Sabarinathan Ramachandran, Ph.D.

Assistant Professor, Department of Surgery

Sabarinathan Ramachandran

Contact Info

sramacha@umn.edu

Office Phone 612-625-9067

Assistant Professor, Department of Surgery


Summary

Dr. Ramachandran, a transplant immunologist, is the Director of the Transplantation Tolerance Laboratory (TTL) at the Schulze Diabetes Institute (SDI) in the Department of Surgery. His research focuses on the development of a clinically translatable tolerance induction regimen for cell and solid organ transplantation. The major objectives of the Transplant Tolerance laboratory are 1. Develop a novel personalized (nanoparticle or recipient cell-based) transplant tolerance regimen; 2. Define the molecular mechanisms of tolerance; 3. Design innovative immune monitoring strategies; and 4. Translate the research findings to a xenotransplant setting to overcome donor organ shortage.

Expertise

The overall focus of Dr. Ramachandran’s research is to determine the immunological mechanisms that contribute to the rejection of transplanted allografts and identify key cellular immune pathways that regulate these antigen-specific immune responses. In a non-human primate model, the TTL has demonstrated that infusions of apoptotic donor leukocytes under induction immunosuppression with antagonistic anti-CD40 antibodies, rapamycin, etanercept and tocilizumab induces long-term islet allograft survival. Tolerance in this model is mediated in part by Tr1cells with indirect specificity for mismatched donor MHC class I peptides.

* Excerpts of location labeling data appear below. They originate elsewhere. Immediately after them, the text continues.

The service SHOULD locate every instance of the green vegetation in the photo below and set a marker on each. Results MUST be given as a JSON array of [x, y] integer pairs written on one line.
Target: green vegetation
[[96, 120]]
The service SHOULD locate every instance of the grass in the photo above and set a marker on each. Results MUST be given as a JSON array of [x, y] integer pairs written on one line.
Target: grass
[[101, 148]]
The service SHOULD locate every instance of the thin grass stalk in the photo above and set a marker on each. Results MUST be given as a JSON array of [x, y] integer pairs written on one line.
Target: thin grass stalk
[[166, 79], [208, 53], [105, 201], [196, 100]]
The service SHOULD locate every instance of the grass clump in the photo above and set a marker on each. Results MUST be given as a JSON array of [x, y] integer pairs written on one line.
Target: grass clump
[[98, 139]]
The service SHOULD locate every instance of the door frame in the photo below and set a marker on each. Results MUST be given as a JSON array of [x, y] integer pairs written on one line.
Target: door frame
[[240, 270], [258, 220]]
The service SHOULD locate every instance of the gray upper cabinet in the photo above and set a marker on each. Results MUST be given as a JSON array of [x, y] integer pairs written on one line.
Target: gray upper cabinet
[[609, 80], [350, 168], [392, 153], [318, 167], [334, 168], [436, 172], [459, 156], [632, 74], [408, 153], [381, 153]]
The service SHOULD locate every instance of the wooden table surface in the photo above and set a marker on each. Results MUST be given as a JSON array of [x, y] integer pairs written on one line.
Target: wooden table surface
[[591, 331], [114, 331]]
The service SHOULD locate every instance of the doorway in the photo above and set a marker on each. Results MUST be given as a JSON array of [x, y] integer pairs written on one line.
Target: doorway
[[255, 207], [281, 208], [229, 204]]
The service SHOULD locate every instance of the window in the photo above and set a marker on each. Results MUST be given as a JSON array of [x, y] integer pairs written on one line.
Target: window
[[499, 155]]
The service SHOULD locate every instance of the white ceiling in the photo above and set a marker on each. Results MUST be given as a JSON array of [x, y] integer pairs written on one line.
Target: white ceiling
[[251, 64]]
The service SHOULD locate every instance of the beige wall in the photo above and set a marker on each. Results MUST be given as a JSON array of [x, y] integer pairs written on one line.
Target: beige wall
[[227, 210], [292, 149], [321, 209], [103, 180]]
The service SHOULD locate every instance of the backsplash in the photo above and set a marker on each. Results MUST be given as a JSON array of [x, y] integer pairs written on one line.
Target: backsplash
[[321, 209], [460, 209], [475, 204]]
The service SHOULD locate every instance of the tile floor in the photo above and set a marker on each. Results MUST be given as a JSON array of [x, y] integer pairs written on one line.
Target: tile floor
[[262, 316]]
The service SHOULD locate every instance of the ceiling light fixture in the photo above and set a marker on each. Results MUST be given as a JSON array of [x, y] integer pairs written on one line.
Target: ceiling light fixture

Research in the TTL at the SDI, which Dr. Ramachandran directs, is focused on tracking the fate and specific features of defined immune cell populations through TCR and BCR sequencing, donor MHC peptide-specific MHC class II tetramer staining, epigenetic (ATACseq) and transcriptomic (RNAseq) profiling at the single-cell level in transplant recipients. A related methodology TTL is pursuing involves spatial profiling and whole-genome transcriptome analysis of the graft and the graft infiltrating cells using unique RNA probes specific for islets as well as for CD4+, CD8+ and CD20+ immune cells to define the interactions between the graft and graft infiltrating cells in the induction and maintenance of tolerance.